Saturday, April 07, 2007

CAA Football

Checking out a UNH note this morning I was scratching my head at a question about how the Wildcats would do in the CAA this year. My first thought was they left the "N" out. They must mean the NCAA of course. But no, it's the CAA: the Colonial Athletic Association. It took a couple of seconds before I recalled that the Atlantic 10 football conference would be rolled into the CAA starting this year. If I forgot, maybe you did too, so here's a reminder: an old release mentioning the change. I won't forget again (hopefully) but count me as one who misses the old Yankee Conference. ...

Several readers have asked where Buddy Teevens Jr., is headed to school next fall and if he's planning on playing football. I had a chance to ask his old man Friday and the answer is Coastal Carolina, and at this point he's not planning to give football a try. The younger Teevens, who is listed at 6-foot-3, 170, finished off a solid season last fall for Connecticut's undefeated Salisbury School, catching 35 passes for 477 yards and five touchdowns. Find his game-by-game stats here. Interesting that he wore No. 6, one more than his dad. ...
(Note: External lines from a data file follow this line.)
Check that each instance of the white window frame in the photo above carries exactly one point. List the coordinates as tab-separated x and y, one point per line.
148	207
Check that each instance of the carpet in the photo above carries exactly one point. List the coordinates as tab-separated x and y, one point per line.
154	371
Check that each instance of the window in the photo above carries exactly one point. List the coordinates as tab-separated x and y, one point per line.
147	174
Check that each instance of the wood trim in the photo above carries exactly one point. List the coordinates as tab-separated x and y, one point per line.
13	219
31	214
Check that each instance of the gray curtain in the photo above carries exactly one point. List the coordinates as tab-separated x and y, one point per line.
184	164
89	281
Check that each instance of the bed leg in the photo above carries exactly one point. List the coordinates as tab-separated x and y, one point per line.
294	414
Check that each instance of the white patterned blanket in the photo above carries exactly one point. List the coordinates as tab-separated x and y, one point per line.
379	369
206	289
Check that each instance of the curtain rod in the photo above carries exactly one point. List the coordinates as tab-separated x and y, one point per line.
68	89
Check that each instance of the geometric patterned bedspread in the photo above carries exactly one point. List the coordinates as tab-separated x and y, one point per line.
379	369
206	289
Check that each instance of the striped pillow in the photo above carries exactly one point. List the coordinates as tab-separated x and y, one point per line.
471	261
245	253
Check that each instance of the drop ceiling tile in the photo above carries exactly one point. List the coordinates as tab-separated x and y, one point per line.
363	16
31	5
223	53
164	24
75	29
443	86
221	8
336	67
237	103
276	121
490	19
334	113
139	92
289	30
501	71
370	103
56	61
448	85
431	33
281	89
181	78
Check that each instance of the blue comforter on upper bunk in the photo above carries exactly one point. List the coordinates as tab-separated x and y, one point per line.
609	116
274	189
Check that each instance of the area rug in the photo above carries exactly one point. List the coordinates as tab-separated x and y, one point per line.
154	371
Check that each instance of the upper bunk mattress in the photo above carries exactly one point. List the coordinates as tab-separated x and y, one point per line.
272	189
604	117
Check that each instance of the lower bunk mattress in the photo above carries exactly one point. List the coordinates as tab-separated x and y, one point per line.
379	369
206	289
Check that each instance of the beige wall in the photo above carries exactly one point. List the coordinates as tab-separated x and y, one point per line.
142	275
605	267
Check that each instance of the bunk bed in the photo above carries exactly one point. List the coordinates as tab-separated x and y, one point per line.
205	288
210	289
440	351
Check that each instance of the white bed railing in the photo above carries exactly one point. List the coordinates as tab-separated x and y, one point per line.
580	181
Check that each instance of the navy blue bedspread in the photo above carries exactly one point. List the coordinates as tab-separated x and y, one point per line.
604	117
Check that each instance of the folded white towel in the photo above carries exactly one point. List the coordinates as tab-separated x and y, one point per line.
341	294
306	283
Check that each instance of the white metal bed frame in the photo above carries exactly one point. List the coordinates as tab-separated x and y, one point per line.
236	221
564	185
Don't pencil Jay Fiedler in as Eli Manning's backup with the New York Giants quite yet. The former Dartmouth quarterback won't work out for the team until after the NFL draft if the New York Post has it right.
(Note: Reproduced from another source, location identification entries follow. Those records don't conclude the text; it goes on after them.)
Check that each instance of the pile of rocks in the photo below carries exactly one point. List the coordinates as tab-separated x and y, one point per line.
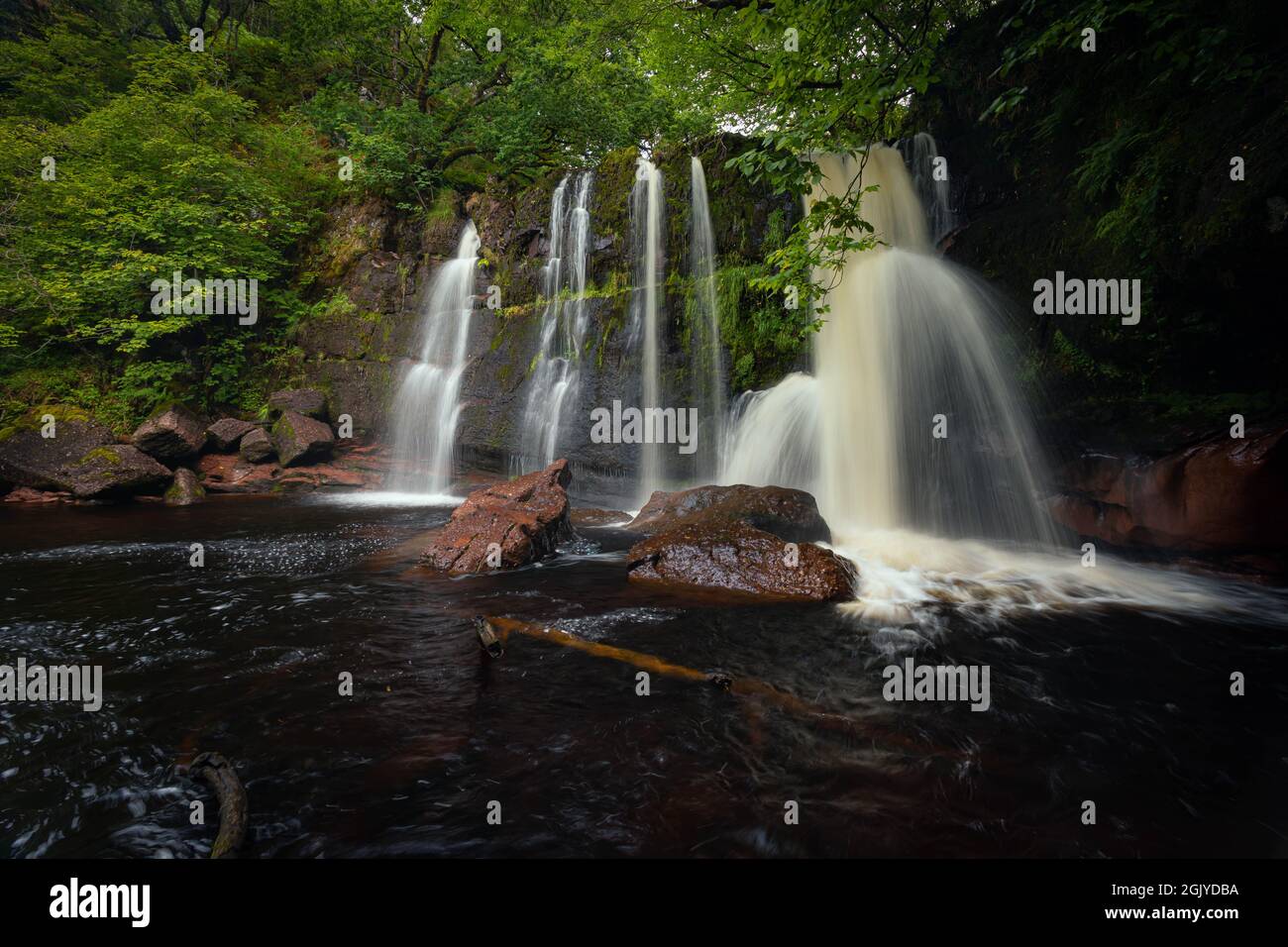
62	453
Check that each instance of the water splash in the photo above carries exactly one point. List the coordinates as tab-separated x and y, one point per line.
557	377
706	367
647	236
428	403
934	525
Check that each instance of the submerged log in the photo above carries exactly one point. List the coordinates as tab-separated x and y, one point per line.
498	630
217	771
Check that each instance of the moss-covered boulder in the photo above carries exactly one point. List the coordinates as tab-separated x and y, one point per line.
171	434
305	401
257	446
300	438
115	472
40	447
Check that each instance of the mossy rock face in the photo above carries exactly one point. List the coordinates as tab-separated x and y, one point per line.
39	418
185	488
115	472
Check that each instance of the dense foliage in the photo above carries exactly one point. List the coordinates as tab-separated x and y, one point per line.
222	158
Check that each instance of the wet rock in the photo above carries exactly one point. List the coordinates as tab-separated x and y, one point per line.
305	401
790	514
524	518
171	434
115	472
734	557
589	517
318	475
185	488
257	446
1222	493
227	474
29	495
299	438
29	459
226	433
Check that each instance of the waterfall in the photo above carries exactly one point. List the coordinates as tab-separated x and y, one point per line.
428	406
706	365
647	237
914	423
557	377
930	179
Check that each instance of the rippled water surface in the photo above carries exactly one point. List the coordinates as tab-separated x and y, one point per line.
1126	707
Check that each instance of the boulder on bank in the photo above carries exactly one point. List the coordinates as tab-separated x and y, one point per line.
1220	495
171	434
299	438
224	434
516	522
307	401
115	472
732	556
227	474
185	488
30	459
257	446
790	514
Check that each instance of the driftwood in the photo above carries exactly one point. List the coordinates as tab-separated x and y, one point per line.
214	770
493	631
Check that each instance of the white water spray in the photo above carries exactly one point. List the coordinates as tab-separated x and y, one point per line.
647	198
557	379
909	350
428	405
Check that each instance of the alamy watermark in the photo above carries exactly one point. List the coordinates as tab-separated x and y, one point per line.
206	298
649	425
913	682
1073	296
72	684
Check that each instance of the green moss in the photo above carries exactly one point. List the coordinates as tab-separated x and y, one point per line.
101	455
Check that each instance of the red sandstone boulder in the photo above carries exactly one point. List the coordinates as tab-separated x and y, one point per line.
171	434
1219	495
790	514
227	474
515	523
730	556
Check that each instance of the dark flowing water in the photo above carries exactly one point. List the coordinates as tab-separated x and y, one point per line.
244	656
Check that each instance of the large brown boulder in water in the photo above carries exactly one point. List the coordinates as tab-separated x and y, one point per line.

At the Frozen Four NCAA hockey championship, Dartmouth senior Dan Shribman was awarded the first Derek Hines Unsung Hero Award, honoring former Army hockey captain Derek Hines who was killed in Afghanistan in 2005. Hines' sister Ashley plays field hockey and lacrosse at Dartmouth.

The Dartmouth baseball team opens its home season today at Princeton! As this story in the Ithaca Journal suggests, when the FieldTurf surface is installed at Red Rolfe Field, home-away-from-home games will be a thing of the past. While Red Rolfe turf would have been cleared of snow, I'm not sure how it would feel taking a fastball on the handle today. It was 12 degrees when I got up. ;-)

From a story in the San Francisco Chronicle about the increased selectivity of liberal arts colleges:
"Colgate is now where Dartmouth was. Dartmouth is where Amherst was. Amherst is where Brown was. Brown is where Stanford was. Stanford is where Harvard was, and Harvard is all by itself taking 9 percent."
I could be wrong but I'm not sure how that ordering of admissions will play among certain Dartmouth folks.